Amyloid beta 42 (A beta 42) plays a decisive role in the pathology of Alzheimer's disease. The A beta 42 peptide can aggregate into various supramolecular structures, with oligomers being the most toxic form. However, different A beta species that cause different effects have been described. Many cell death pathways can be activated in connection with A beta action, including apoptosis, necroptosis, pyroptosis, oxidative stress, ferroptosis, alterations in mitophagy, autophagy, and endo/lysosomal functions. In this study, we used a model of differentiated SH-SY5Y cells and applied two different A beta 42 preparations for 2 and 4 days.

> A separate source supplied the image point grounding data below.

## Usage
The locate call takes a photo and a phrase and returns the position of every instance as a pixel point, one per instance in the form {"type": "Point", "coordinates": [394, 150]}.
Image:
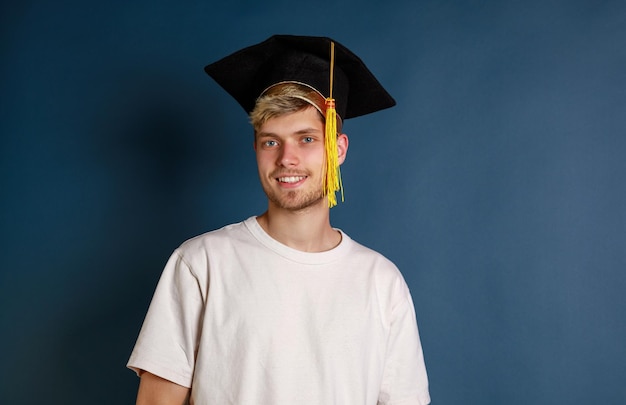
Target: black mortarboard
{"type": "Point", "coordinates": [247, 73]}
{"type": "Point", "coordinates": [343, 87]}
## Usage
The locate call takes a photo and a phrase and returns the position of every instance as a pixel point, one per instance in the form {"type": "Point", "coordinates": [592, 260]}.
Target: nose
{"type": "Point", "coordinates": [288, 156]}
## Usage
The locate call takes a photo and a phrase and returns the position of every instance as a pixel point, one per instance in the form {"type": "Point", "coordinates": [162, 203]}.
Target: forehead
{"type": "Point", "coordinates": [308, 120]}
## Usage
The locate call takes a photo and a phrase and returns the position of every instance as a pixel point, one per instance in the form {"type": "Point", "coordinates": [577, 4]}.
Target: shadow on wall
{"type": "Point", "coordinates": [149, 162]}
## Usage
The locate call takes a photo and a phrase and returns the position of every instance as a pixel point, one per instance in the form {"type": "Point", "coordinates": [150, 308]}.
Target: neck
{"type": "Point", "coordinates": [307, 230]}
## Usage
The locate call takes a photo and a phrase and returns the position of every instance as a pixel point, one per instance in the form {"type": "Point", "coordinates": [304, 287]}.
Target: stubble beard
{"type": "Point", "coordinates": [294, 200]}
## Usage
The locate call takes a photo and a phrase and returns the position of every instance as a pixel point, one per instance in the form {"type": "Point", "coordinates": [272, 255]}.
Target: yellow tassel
{"type": "Point", "coordinates": [332, 178]}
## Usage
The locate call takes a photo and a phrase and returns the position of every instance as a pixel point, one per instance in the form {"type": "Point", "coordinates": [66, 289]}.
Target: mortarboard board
{"type": "Point", "coordinates": [332, 70]}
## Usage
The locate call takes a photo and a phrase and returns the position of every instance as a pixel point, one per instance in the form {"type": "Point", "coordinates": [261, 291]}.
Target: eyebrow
{"type": "Point", "coordinates": [303, 131]}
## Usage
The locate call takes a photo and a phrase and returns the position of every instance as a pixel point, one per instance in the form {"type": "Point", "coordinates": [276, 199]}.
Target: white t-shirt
{"type": "Point", "coordinates": [243, 319]}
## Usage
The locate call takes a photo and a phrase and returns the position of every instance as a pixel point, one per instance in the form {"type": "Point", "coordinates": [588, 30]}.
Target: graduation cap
{"type": "Point", "coordinates": [343, 86]}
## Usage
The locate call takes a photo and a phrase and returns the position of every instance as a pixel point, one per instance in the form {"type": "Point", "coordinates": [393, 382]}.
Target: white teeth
{"type": "Point", "coordinates": [291, 179]}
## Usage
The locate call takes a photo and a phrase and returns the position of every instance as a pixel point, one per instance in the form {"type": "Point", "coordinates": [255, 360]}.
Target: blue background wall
{"type": "Point", "coordinates": [496, 184]}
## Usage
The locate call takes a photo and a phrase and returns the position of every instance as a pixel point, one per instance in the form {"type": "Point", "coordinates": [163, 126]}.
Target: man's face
{"type": "Point", "coordinates": [290, 159]}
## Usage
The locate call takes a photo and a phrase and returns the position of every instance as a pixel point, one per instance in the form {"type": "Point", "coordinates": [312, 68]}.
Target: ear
{"type": "Point", "coordinates": [342, 147]}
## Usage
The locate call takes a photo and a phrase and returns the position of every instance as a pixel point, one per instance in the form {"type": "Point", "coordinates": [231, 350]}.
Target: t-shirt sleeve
{"type": "Point", "coordinates": [169, 336]}
{"type": "Point", "coordinates": [405, 381]}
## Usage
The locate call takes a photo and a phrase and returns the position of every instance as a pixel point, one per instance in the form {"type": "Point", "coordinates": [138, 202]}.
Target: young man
{"type": "Point", "coordinates": [283, 308]}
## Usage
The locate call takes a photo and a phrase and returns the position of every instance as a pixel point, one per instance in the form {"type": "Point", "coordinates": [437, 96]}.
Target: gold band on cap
{"type": "Point", "coordinates": [313, 97]}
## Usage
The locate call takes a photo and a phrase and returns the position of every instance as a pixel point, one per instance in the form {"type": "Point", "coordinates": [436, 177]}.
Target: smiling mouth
{"type": "Point", "coordinates": [290, 179]}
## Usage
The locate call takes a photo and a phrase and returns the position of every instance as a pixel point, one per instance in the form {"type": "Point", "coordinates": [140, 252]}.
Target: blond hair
{"type": "Point", "coordinates": [283, 99]}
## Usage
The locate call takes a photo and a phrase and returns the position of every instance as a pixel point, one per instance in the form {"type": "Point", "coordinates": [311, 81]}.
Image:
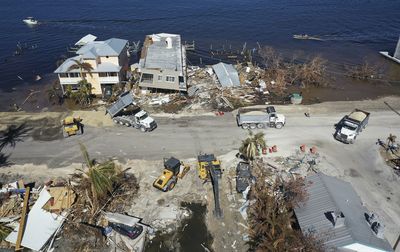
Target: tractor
{"type": "Point", "coordinates": [174, 169]}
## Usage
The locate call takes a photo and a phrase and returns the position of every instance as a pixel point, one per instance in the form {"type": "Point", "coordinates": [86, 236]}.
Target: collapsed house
{"type": "Point", "coordinates": [335, 214]}
{"type": "Point", "coordinates": [162, 63]}
{"type": "Point", "coordinates": [226, 74]}
{"type": "Point", "coordinates": [108, 60]}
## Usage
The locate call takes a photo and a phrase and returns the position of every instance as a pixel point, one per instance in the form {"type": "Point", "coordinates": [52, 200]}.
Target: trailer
{"type": "Point", "coordinates": [252, 119]}
{"type": "Point", "coordinates": [350, 126]}
{"type": "Point", "coordinates": [125, 112]}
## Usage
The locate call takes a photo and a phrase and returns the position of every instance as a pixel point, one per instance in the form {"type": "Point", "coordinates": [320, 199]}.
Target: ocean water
{"type": "Point", "coordinates": [353, 29]}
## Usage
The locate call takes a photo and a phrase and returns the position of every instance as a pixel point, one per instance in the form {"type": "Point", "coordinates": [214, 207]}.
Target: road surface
{"type": "Point", "coordinates": [359, 163]}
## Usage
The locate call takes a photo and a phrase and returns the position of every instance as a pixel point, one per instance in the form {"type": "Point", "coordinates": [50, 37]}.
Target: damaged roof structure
{"type": "Point", "coordinates": [335, 214]}
{"type": "Point", "coordinates": [162, 63]}
{"type": "Point", "coordinates": [227, 75]}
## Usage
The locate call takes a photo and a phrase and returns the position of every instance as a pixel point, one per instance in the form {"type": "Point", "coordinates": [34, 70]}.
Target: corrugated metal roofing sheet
{"type": "Point", "coordinates": [227, 75]}
{"type": "Point", "coordinates": [327, 194]}
{"type": "Point", "coordinates": [124, 101]}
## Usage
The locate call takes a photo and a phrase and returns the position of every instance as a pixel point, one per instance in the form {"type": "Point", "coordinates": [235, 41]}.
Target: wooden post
{"type": "Point", "coordinates": [21, 228]}
{"type": "Point", "coordinates": [396, 243]}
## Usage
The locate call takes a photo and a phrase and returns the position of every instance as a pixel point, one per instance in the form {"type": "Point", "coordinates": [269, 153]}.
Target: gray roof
{"type": "Point", "coordinates": [227, 75]}
{"type": "Point", "coordinates": [157, 55]}
{"type": "Point", "coordinates": [101, 68]}
{"type": "Point", "coordinates": [63, 68]}
{"type": "Point", "coordinates": [109, 47]}
{"type": "Point", "coordinates": [124, 101]}
{"type": "Point", "coordinates": [327, 194]}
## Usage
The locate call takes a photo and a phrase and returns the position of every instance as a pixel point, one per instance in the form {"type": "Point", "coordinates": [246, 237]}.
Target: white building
{"type": "Point", "coordinates": [109, 60]}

Although we found no difference in the shape and size of A beta species prepared by two different methods (NaOH or NH(4)OH for A beta solubilization), we observed strong differences in their effects. Treatment of cells with NaOH-A beta 42 mainly resulted in damage of mitochondrial function and increased production of reactive oxygen species, whereas application of NH(4)OH-A beta 42 induced necroptosis and first steps of apoptosis, but also caused an increase in protective Hsp27. Moreover, the two A beta 42 preparations differed in the mechanism of interaction with the cells, with the effect of NaOH-A beta 42 being dependent on monosialotetrahexosylganglioside (GM1) content, whereas the effect of NH(4)OH-A beta 42 was independent of GM1. This suggests that, although both preparations were similar in size, minor differences in secondary/tertiary structure are likely to strongly influence the resulting processes. Our work reveals, at least in part, one of the possible causes of the inconsistency in the data observed in different studies on A beta-toxicity pathways.